Collection and Sample Bias – Introduction to Statistics via Spreadsheets

Most statistical studies are based on a sample of the population at large, as suggested in the following diagram.

It might be asked why rely on a sample rather than collecting data from the entire population. The usual answers to this are a lack of either financial or logistical feasibility. For example, Krabbe disease is extremely expensive to screen for, rendering the testing of everyone in Atlanta for the disease completely financially unreasonable. Also testing everyone in California for HIV would be impossible, due to – among other factors – the general flow of people from place to place. The national effort to eradicate polio in the US in the early 1960s stands as a great example of how hard it is to coordinate any effort to reach every member of a large, diverse population.

Thus if we wish to, say, find out what fraction of mosquitoes in a region carry malaria we would be more effective at our task if we took a sample of the mosquito population and inferred features about the population as a whole. But to get an accurate picture of this mosquito question, it would be silly to only test mosquitoes in a desert region, or only test in a swamp. Neither will tend to give an accurate understanding of the underlying mosquito population. Such distortions in data are called sample bias. Instead we would do well to pick a mechanism for collecting data which gives every member of the population a chance of being selected which is equal to its likelihood to occur in the population as a whole. Such a sampling procedure is called random sampling.

Sample Bias is a distortion in how data is collected, favoring some outcomes at the expense of others.

Random Sampling is a method of data collection which gives each possible outcome a likelihood of occurring equal to its occurrence in the population as a whole.

Thus if we wish to understand literacy in Mississippi we should not restrict our sampling to urban white communities. If we wish to understand use of gasoline we should not restrict our sampling to regional sales representatives of pharmaceuticals corporations.

Random sampling is desired in order for the mathematical treatment (soon to follow) to offer accurate inference. There is a substantial literature on methods and techniques of random sampling. Here we will mention a bit of this.

Techniques of Random Sampling

There are various ways to gather random samples. Here we mention two such.

Simple Random Sampling

This is a method in which every member of a population has an equal chance of being chosen. For example, if our population is the people at a sporting event we could put their social security numbers on pingpong balls in a giant tumbler and spin the tumbler repeatedly while taking one ball out at a time. This is the principle behind lottery games.

Spreadsheets have built in randomization functions operating on this principle. The function RAND in most spreadsheets will produce a number between $0$ and $1\;$ . Thus in the example below we see in cells A2 through A11 the results of “=RAND()”. We can modify this to obtain a random value between $0$ and $4$ simply by multiplying by $4\;$ . The results of “=4*RAND()” are displayed in cells C2 through C11 below. If we add $1$ to this function we get random values between $1$ and $5$, and the results “=4*RAND()+1” are shown in cells E2 through E11. Further modification allows us to restrict to the integers $1\,$ , $\, 2\,$ , $\, 3\,$ , and $4\,$ : “=FLOOR(4*RAND()+1)” rounds down to the nearest lower integer, as displayed in cells G2 through G11.

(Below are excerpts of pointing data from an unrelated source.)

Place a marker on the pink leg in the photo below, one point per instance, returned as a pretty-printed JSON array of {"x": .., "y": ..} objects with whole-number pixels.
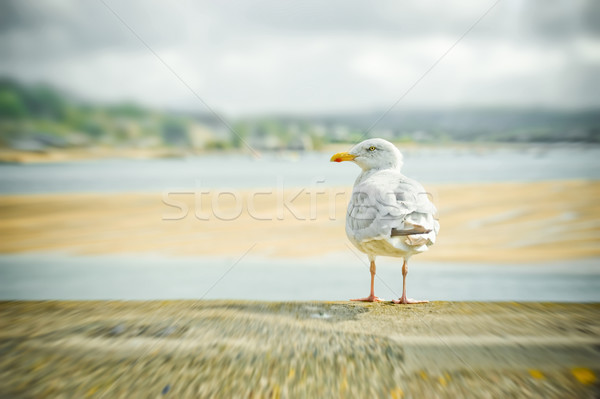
[
  {"x": 371, "y": 297},
  {"x": 404, "y": 299}
]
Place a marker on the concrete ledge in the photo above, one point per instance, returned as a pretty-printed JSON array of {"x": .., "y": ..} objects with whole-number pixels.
[{"x": 301, "y": 349}]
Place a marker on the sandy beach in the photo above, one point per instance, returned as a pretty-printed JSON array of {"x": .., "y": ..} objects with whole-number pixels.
[{"x": 503, "y": 222}]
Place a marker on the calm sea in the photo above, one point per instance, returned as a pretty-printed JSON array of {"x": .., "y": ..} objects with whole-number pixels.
[{"x": 437, "y": 165}]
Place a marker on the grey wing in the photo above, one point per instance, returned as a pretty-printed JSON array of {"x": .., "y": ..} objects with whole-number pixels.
[{"x": 381, "y": 209}]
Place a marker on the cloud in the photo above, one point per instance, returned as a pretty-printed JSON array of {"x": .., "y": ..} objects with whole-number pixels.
[{"x": 308, "y": 56}]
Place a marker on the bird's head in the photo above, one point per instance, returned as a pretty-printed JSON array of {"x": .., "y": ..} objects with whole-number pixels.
[{"x": 372, "y": 154}]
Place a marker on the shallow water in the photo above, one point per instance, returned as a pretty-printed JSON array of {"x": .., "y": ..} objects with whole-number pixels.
[
  {"x": 339, "y": 277},
  {"x": 435, "y": 165}
]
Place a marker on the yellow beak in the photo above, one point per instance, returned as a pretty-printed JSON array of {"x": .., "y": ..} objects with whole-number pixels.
[{"x": 342, "y": 156}]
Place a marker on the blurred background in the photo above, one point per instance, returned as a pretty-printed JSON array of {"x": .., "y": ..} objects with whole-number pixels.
[{"x": 108, "y": 107}]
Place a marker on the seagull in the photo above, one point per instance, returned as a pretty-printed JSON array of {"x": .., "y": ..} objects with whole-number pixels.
[{"x": 388, "y": 214}]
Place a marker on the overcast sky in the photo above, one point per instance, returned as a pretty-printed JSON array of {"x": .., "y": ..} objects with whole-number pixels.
[{"x": 245, "y": 57}]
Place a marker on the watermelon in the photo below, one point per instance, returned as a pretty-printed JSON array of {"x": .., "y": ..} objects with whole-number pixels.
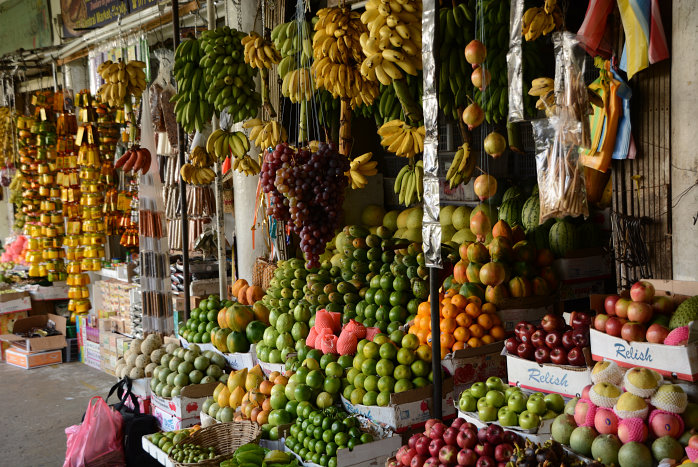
[
  {"x": 562, "y": 238},
  {"x": 530, "y": 213},
  {"x": 510, "y": 212}
]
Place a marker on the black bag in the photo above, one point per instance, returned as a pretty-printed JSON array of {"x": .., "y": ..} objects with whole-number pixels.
[{"x": 136, "y": 425}]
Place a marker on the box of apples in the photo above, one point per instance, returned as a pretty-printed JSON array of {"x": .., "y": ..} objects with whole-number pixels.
[
  {"x": 638, "y": 328},
  {"x": 553, "y": 357}
]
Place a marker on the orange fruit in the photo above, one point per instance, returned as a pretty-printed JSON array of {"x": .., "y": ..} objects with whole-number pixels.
[
  {"x": 497, "y": 332},
  {"x": 461, "y": 334},
  {"x": 485, "y": 321},
  {"x": 474, "y": 342},
  {"x": 464, "y": 320},
  {"x": 476, "y": 330}
]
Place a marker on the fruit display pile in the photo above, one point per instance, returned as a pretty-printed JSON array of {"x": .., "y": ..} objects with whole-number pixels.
[{"x": 493, "y": 401}]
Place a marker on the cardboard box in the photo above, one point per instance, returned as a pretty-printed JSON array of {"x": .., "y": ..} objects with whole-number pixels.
[
  {"x": 27, "y": 360},
  {"x": 406, "y": 409},
  {"x": 37, "y": 344},
  {"x": 680, "y": 362},
  {"x": 188, "y": 403}
]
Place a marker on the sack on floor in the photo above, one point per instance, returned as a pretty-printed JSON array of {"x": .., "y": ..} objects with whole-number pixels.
[
  {"x": 97, "y": 441},
  {"x": 135, "y": 425}
]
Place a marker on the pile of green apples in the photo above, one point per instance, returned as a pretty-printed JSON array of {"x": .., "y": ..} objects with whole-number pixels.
[{"x": 494, "y": 401}]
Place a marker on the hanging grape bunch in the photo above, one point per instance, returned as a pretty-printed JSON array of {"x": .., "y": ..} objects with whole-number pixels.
[
  {"x": 229, "y": 79},
  {"x": 307, "y": 189}
]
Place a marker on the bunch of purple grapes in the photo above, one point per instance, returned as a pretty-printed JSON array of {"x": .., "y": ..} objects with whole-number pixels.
[{"x": 306, "y": 189}]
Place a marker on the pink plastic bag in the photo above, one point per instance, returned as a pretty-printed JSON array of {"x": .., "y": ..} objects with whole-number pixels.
[{"x": 98, "y": 440}]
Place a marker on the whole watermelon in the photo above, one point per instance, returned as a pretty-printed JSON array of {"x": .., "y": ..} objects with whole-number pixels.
[
  {"x": 562, "y": 238},
  {"x": 530, "y": 213}
]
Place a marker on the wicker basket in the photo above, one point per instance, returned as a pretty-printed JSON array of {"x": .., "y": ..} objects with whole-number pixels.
[{"x": 225, "y": 438}]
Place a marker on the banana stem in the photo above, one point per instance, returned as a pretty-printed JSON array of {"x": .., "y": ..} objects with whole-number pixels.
[
  {"x": 345, "y": 141},
  {"x": 413, "y": 112}
]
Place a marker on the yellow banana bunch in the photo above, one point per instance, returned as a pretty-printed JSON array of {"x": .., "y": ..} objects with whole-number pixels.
[
  {"x": 462, "y": 167},
  {"x": 409, "y": 184},
  {"x": 247, "y": 165},
  {"x": 361, "y": 168},
  {"x": 541, "y": 21},
  {"x": 221, "y": 143},
  {"x": 265, "y": 134},
  {"x": 402, "y": 139},
  {"x": 259, "y": 53},
  {"x": 122, "y": 81},
  {"x": 297, "y": 85},
  {"x": 393, "y": 43}
]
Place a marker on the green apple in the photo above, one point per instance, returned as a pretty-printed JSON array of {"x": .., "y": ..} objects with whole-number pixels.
[
  {"x": 555, "y": 402},
  {"x": 487, "y": 414},
  {"x": 536, "y": 405},
  {"x": 495, "y": 398},
  {"x": 517, "y": 402},
  {"x": 478, "y": 389},
  {"x": 494, "y": 383},
  {"x": 467, "y": 403},
  {"x": 507, "y": 417},
  {"x": 528, "y": 420}
]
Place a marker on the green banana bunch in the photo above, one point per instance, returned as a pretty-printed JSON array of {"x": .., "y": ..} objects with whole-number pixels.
[
  {"x": 409, "y": 184},
  {"x": 229, "y": 81},
  {"x": 457, "y": 27},
  {"x": 192, "y": 109}
]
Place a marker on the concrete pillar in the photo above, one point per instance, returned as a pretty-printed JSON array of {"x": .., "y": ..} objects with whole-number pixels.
[{"x": 684, "y": 161}]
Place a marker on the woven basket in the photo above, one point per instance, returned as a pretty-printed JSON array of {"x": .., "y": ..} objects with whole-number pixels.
[{"x": 225, "y": 438}]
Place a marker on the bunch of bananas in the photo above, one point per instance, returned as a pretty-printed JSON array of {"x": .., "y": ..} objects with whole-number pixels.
[
  {"x": 360, "y": 168},
  {"x": 221, "y": 143},
  {"x": 229, "y": 80},
  {"x": 544, "y": 89},
  {"x": 409, "y": 184},
  {"x": 457, "y": 29},
  {"x": 337, "y": 53},
  {"x": 402, "y": 139},
  {"x": 541, "y": 21},
  {"x": 122, "y": 80},
  {"x": 192, "y": 109},
  {"x": 297, "y": 85},
  {"x": 462, "y": 167},
  {"x": 266, "y": 134},
  {"x": 198, "y": 171},
  {"x": 393, "y": 43},
  {"x": 260, "y": 53}
]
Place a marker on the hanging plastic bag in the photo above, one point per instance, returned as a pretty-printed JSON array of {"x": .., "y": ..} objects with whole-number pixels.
[{"x": 98, "y": 440}]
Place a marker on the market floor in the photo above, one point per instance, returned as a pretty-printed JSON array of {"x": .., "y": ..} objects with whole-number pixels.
[{"x": 37, "y": 405}]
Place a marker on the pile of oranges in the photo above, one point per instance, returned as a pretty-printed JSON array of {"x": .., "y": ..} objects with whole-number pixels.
[{"x": 463, "y": 322}]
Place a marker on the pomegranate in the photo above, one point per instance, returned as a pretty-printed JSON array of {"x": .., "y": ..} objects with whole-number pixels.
[
  {"x": 485, "y": 186},
  {"x": 473, "y": 116},
  {"x": 495, "y": 144},
  {"x": 475, "y": 52}
]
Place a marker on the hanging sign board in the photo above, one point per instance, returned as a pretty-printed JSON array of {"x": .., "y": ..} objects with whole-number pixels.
[{"x": 81, "y": 16}]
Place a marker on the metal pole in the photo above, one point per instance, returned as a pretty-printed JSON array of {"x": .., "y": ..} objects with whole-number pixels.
[{"x": 181, "y": 140}]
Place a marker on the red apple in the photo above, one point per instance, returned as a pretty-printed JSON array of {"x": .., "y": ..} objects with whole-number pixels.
[
  {"x": 609, "y": 304},
  {"x": 553, "y": 339},
  {"x": 542, "y": 355},
  {"x": 558, "y": 356},
  {"x": 614, "y": 326},
  {"x": 576, "y": 357},
  {"x": 640, "y": 311},
  {"x": 642, "y": 291},
  {"x": 622, "y": 307},
  {"x": 600, "y": 322},
  {"x": 538, "y": 338},
  {"x": 633, "y": 332},
  {"x": 656, "y": 333}
]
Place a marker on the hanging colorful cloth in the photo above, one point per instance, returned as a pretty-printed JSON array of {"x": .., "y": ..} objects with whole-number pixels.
[{"x": 645, "y": 42}]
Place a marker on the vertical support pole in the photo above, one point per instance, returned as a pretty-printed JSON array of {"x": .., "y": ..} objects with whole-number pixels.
[{"x": 181, "y": 140}]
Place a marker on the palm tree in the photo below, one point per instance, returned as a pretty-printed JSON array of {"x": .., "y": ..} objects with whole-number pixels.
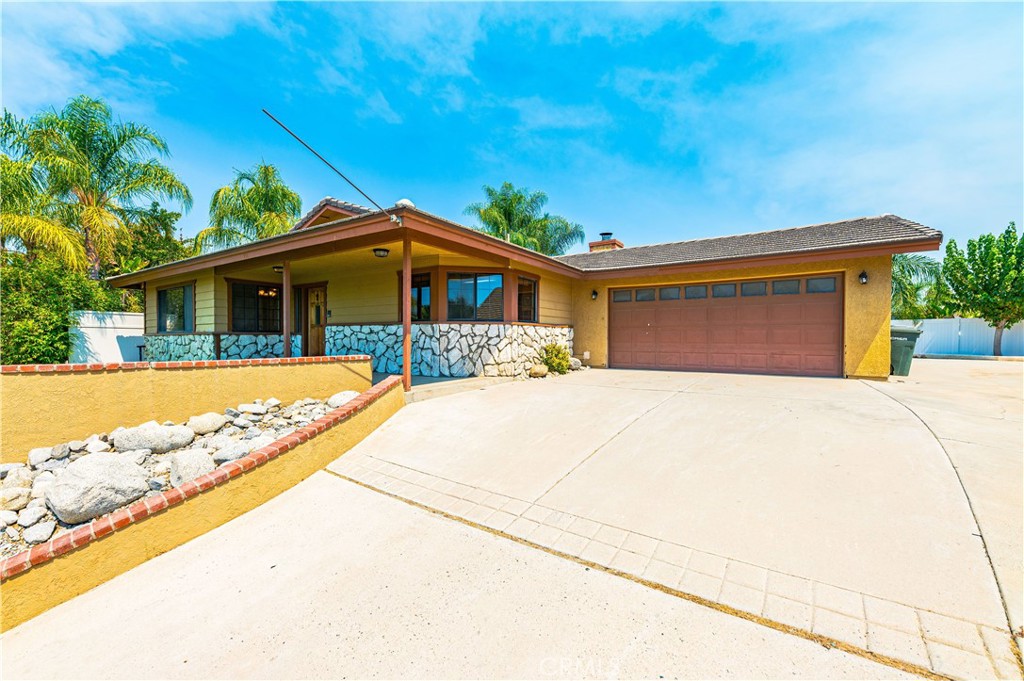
[
  {"x": 912, "y": 272},
  {"x": 515, "y": 215},
  {"x": 27, "y": 215},
  {"x": 96, "y": 170},
  {"x": 256, "y": 205}
]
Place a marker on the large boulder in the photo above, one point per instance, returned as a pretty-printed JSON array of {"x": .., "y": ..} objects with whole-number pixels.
[
  {"x": 207, "y": 423},
  {"x": 188, "y": 465},
  {"x": 153, "y": 436},
  {"x": 95, "y": 484},
  {"x": 340, "y": 398}
]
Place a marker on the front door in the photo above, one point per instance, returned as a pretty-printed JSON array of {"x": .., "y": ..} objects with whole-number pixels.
[{"x": 315, "y": 320}]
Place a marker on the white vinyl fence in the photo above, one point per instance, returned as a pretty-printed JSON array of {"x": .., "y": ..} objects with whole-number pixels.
[
  {"x": 107, "y": 337},
  {"x": 960, "y": 336}
]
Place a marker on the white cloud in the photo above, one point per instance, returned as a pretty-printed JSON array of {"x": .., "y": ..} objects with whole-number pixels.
[{"x": 50, "y": 50}]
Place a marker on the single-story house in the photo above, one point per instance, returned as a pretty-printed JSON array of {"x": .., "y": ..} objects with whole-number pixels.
[{"x": 426, "y": 296}]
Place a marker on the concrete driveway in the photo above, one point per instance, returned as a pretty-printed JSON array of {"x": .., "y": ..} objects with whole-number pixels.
[{"x": 825, "y": 505}]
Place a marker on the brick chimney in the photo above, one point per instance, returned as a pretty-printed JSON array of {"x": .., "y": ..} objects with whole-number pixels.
[{"x": 606, "y": 243}]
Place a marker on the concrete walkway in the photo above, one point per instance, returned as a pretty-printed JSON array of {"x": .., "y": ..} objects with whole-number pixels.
[
  {"x": 819, "y": 504},
  {"x": 333, "y": 581}
]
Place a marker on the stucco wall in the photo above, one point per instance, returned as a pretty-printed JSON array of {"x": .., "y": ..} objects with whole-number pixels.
[
  {"x": 866, "y": 308},
  {"x": 34, "y": 591},
  {"x": 43, "y": 409}
]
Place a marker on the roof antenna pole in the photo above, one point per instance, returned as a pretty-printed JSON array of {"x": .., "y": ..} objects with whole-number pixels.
[{"x": 394, "y": 218}]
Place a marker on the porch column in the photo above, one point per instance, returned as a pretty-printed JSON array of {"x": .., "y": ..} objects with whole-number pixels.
[
  {"x": 407, "y": 312},
  {"x": 286, "y": 307}
]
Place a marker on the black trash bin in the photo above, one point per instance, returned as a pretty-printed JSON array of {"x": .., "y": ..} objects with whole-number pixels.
[{"x": 902, "y": 340}]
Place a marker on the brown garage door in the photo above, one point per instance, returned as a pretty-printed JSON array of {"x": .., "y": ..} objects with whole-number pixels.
[{"x": 785, "y": 326}]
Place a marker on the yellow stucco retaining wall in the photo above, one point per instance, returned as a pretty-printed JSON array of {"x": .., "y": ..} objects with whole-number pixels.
[
  {"x": 59, "y": 580},
  {"x": 866, "y": 308},
  {"x": 49, "y": 408}
]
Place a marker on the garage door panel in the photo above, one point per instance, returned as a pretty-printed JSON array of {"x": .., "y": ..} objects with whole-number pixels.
[{"x": 778, "y": 334}]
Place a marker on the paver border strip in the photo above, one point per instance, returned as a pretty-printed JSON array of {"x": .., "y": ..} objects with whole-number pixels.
[{"x": 147, "y": 506}]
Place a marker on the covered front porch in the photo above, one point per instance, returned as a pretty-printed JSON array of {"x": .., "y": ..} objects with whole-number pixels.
[{"x": 422, "y": 296}]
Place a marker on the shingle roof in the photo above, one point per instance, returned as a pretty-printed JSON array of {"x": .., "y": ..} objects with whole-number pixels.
[
  {"x": 334, "y": 203},
  {"x": 861, "y": 231}
]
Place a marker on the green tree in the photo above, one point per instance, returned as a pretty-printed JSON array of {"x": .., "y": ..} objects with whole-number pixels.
[
  {"x": 96, "y": 169},
  {"x": 28, "y": 213},
  {"x": 911, "y": 273},
  {"x": 988, "y": 279},
  {"x": 151, "y": 241},
  {"x": 256, "y": 205},
  {"x": 517, "y": 216},
  {"x": 39, "y": 294}
]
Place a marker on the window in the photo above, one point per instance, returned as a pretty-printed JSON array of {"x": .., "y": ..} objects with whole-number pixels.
[
  {"x": 669, "y": 293},
  {"x": 478, "y": 297},
  {"x": 175, "y": 309},
  {"x": 821, "y": 285},
  {"x": 527, "y": 300},
  {"x": 421, "y": 297},
  {"x": 786, "y": 288},
  {"x": 723, "y": 291},
  {"x": 696, "y": 292},
  {"x": 754, "y": 289},
  {"x": 255, "y": 307}
]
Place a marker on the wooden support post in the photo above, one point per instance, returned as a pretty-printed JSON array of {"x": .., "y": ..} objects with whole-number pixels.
[
  {"x": 407, "y": 312},
  {"x": 286, "y": 307}
]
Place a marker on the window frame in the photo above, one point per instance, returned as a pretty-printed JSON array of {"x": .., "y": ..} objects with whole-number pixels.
[
  {"x": 476, "y": 277},
  {"x": 177, "y": 285},
  {"x": 281, "y": 308},
  {"x": 537, "y": 299}
]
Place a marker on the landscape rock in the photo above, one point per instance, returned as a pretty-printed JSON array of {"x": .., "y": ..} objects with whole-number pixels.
[
  {"x": 339, "y": 398},
  {"x": 39, "y": 455},
  {"x": 14, "y": 499},
  {"x": 95, "y": 484},
  {"x": 31, "y": 516},
  {"x": 188, "y": 465},
  {"x": 207, "y": 423},
  {"x": 97, "y": 445},
  {"x": 39, "y": 533},
  {"x": 155, "y": 437}
]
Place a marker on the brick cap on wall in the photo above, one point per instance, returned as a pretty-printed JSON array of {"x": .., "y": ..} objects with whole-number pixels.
[
  {"x": 220, "y": 475},
  {"x": 210, "y": 364}
]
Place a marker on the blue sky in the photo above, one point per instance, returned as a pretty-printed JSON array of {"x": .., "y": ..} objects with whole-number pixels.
[{"x": 658, "y": 122}]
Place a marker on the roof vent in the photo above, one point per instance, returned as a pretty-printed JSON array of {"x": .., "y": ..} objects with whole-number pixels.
[{"x": 606, "y": 243}]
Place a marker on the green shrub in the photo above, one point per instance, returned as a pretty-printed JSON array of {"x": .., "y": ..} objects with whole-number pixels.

Click here to open a copy of this so you can experiment with it. You will need to be signed in to a Google account.

Systematic Sampling

To avoid personal bias when selecting people at random, it is common to select every $\displaystyle{ k^{\rm th} }$ member of a population. Here $k$ is chosen to yield the size of sample desired. Thus if we have a population of size $10,000$ and want a sample of size $50\,$ , we would select every two-hundredth ( $\, \displaystyle{ k=200 =\frac{\text{population size}}{\text{desired sample size}} }\,$ ) member of the population. Listing the members of a population on cards, shuffling the cards, and then selecting every two-hundredth card to pick define the sample would give us a systematic sample of the desired size.

One way to shuffle within spreadsheets is by a clever use of the RAND function. Here is an example of such. Suppose we have twenty items, in cells A1 through A20, which we wish to shuffle. Enter “=RAND()” into cells B1 through B20. Next select cells A1 through B20 and select “DATA > Sort > Column B > Ascending” from the overhead menu. This will result in a random shuffling of the entries of column A. The following spreadsheet renders the random values static and illustrates the shuffle in columns D and E. You can try this with the downloadable example. It will tend to change the values in column B, but that is not of concern for our shuffling.

Click here to open a copy of this so you can experiment with it. You will need to be signed in to a Google account.

Examples of poor sampling techniques are readily available in politics. Shown below is a famous picture of President Harry Truman, having just won the national election against New York Governor Thomas Dewey, holding up a newspaper proclaiming “DEWEY DEFEATS TRUMAN”. A Gallup poll had predicted the previous evening that Dewey would win, but had not accounted for a large number of undecided voters. It was a mistake to assume that they were well-represented by decided voters, favoring Dewey.